What is Wrong with Async/Await on the Foreground Thread
If you had to select the best programmers from a random group of qualified candidates, you would be wise to focus on _ threading _. Threading possesses two deadly features: (1) It seems like a person could figure it out intuitively; and (2) Nothing in it occurs intuitively.
Microsoft understood this when they created the Task Parallel Library (TPL). They said to themselves, “amateur programmers are making too many threading mistakes. Let’s simplify it for them.” Which they did. At an extraordinary, hidden cost.
Ten years ago, if you wanted to read a file stream, you would create something like this:
private string ReadStream() { }
… however, these calls tended to bog down the foreground thread.

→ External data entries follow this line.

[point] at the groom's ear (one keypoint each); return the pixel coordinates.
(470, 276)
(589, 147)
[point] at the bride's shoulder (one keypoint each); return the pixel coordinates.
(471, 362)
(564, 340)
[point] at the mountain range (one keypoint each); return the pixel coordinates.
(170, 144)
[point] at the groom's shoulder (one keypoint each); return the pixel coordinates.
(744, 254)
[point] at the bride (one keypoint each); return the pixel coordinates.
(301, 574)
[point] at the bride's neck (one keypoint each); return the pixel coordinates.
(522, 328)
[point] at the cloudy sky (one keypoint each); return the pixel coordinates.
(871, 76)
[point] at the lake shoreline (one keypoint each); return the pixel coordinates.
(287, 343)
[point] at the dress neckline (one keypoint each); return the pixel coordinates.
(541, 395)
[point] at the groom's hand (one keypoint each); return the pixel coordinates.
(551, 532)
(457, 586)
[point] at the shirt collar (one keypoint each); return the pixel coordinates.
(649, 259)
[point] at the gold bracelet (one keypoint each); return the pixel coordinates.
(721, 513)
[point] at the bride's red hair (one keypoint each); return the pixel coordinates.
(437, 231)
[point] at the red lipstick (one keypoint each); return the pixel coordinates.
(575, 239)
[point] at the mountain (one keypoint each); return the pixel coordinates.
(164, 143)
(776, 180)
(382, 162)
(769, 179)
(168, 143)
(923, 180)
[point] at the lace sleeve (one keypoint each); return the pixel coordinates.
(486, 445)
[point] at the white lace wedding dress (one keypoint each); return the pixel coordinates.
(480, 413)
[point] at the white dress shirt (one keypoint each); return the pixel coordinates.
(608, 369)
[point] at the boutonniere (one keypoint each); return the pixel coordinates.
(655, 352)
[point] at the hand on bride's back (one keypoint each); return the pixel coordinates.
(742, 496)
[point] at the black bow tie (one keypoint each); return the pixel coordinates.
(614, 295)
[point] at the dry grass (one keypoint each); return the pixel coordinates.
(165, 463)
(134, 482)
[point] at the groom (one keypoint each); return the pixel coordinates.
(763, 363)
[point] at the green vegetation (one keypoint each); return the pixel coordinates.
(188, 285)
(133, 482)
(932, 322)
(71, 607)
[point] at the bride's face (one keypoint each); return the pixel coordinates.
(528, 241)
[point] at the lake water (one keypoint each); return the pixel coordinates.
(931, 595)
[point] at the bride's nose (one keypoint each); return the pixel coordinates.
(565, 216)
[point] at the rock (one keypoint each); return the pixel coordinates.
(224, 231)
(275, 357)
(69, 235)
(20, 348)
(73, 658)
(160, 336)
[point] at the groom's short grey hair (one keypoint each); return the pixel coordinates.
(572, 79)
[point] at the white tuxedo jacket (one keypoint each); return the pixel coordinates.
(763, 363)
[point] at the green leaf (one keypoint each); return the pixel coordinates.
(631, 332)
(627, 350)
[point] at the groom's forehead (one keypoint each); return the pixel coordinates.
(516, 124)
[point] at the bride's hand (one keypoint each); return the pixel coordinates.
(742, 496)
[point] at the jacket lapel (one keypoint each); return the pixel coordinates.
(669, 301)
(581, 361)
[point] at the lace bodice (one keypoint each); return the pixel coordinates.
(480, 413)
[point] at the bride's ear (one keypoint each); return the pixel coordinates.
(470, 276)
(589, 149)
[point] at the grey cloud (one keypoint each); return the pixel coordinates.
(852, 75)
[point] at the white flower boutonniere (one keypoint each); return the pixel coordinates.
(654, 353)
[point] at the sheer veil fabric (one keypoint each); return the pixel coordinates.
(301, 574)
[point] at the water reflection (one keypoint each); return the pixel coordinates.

So Microsoft developed TPL and started adding the Async suffix to most calls, both local and web-based:
private Task<string> ReadStreamAsync() { return Task.FromResult(string.Empty); }
To consume these new calls, the programmer calls await (which requires the term async
on the method signature):
private async Task<bool> DataExists() { var retStream = await ReadStreamAsync(); return (retStream.Length > 0); }
Any consumer of this method can be sure that while reading the stream, the app’s UI is “free” — the user can continue to tap UI elements and receive responses – because the activity does not occupy the foreground. The stream operates on a background thread.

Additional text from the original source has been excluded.